Die digitale Wende in der Videoproduktion

"Damals traf ich die Leute von Digitalstage in Tokio und erkundete deren Echtzeit-Videosoftware Motion Dive. Meine erste Konsole erhielt ich von Herrn Hirano, dem Inhaber von Digitalstage. Ich fand es wahnsinnig aufregend, wie man nicht nur fertige Videos auch auf eine ganz andere Art noch einsetzten konnte, sondern wie man Videomaterial auch bearbeiten und es als neues Urmaterial für eine einzigartige Live-Präsentation verwenden konnte."
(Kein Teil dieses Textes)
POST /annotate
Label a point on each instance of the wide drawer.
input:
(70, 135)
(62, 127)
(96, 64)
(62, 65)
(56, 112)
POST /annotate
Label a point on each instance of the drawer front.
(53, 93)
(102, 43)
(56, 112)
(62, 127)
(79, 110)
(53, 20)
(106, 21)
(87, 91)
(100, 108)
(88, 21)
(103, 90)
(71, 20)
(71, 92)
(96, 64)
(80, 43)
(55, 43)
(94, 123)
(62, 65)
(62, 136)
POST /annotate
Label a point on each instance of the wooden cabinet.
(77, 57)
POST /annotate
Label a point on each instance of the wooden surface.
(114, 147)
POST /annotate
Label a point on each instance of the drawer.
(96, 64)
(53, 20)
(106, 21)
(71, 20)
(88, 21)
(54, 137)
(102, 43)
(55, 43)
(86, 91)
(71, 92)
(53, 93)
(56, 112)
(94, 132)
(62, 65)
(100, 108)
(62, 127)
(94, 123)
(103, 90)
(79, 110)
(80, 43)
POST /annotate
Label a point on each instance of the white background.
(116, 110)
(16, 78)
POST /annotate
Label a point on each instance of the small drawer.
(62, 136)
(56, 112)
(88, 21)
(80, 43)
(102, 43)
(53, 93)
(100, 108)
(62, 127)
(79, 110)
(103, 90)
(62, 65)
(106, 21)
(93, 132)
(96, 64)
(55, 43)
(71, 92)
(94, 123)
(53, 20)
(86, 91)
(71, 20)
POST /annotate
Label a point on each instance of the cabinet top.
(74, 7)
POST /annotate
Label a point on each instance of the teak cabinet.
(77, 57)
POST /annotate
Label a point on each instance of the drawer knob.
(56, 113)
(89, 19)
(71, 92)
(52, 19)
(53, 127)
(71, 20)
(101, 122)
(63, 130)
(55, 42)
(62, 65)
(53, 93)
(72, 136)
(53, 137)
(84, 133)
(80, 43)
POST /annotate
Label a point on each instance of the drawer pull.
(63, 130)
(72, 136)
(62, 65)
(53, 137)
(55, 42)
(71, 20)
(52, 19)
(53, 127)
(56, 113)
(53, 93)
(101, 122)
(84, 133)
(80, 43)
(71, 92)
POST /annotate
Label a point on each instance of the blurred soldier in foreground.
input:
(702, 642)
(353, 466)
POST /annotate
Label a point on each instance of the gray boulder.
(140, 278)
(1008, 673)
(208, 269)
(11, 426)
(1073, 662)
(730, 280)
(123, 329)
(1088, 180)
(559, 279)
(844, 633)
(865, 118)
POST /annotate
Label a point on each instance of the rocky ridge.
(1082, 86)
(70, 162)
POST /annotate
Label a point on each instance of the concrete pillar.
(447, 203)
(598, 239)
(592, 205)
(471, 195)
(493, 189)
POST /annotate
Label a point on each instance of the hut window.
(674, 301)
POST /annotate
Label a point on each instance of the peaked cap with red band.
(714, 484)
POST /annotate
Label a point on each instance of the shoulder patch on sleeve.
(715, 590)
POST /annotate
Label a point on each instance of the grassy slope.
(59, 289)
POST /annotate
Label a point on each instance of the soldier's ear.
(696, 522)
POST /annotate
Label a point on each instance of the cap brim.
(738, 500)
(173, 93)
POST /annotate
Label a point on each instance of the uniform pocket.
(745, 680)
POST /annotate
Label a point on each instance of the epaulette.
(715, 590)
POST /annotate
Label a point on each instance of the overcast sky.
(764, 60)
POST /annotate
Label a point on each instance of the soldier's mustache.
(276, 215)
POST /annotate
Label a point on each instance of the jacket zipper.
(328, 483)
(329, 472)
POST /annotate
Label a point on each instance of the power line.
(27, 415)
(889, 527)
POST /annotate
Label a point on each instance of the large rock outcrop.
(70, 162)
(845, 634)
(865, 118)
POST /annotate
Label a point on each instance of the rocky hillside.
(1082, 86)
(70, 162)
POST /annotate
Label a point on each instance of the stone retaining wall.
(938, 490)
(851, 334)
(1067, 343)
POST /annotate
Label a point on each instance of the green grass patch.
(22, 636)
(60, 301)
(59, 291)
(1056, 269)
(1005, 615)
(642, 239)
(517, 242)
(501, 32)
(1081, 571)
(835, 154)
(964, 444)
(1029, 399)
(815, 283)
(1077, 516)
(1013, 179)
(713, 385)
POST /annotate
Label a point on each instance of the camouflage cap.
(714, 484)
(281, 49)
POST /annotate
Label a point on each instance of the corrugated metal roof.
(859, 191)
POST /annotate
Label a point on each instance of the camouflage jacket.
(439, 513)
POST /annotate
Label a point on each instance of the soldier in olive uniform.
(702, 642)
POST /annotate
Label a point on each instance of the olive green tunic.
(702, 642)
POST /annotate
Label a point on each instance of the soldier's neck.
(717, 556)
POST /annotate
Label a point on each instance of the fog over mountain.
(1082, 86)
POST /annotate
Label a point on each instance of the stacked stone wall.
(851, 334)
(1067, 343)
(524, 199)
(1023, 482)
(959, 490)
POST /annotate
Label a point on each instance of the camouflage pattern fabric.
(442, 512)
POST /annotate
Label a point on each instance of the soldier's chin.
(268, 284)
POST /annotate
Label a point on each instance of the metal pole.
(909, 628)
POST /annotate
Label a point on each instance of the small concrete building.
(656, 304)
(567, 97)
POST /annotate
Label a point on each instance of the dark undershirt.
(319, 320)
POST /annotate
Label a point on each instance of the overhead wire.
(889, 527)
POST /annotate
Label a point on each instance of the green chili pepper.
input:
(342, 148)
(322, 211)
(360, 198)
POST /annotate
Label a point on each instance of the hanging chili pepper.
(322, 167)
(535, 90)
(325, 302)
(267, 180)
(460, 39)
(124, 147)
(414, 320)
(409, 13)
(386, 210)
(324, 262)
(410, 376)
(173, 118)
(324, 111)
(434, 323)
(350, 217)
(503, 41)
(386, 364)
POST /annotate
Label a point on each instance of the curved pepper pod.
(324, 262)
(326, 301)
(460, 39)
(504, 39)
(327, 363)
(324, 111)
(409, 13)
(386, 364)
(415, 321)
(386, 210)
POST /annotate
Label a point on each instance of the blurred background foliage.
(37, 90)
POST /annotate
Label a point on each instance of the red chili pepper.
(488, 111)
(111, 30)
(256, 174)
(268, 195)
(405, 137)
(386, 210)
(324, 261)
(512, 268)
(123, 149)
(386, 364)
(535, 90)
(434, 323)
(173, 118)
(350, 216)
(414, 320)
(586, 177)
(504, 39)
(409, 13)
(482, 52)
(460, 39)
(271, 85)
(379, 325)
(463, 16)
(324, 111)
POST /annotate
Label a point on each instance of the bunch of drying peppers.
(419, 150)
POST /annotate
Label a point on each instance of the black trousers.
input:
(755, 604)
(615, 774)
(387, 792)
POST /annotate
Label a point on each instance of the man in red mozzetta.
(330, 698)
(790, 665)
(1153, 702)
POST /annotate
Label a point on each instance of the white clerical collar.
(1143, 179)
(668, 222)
Im Brennpunkt: Die Botschaft

"Derzeit arbeite ich an drei verschiedenen Projekten. Am interessantesten finde ich Planung und Entwicklung. Viele Künstler machen sich eher Gedanken über die Technik und vergessen die Botschaft. Ich mache mir immer viele Gedanken wie wir (ich und meine Kollegen von Toro Production, unserer eigenen Videoproduktionsfirma) etwas kreieren und welche Gefühle wir damit bei den Zuschauern auslösen."

Zukunft und Vision

"Ich glaube, dass wir uns im Bereich Video und Kunst bald auf ganz neuen Pfaden bewegen werden, denn Video wird immer stärker mit Audio verknüpft. Ich hoffe, lange genug zu leben, um mitzubekommen, wie immer mehr unsere Sinne in ein starkes Kunsterlebnis mit hinein gezogen werden. Meine Zukunfts-Vision sieht so aus, dass man Live-Input des Publikums (mittels usb/wifi/4t-Konsolen) verwendet, um damit ein riesengroßes Spiel zu kreieren, das synchron mit der Musik abläuft, die ein Musiker live dazu spielt. Vielleicht wird so etwas eines Tages Realität werden."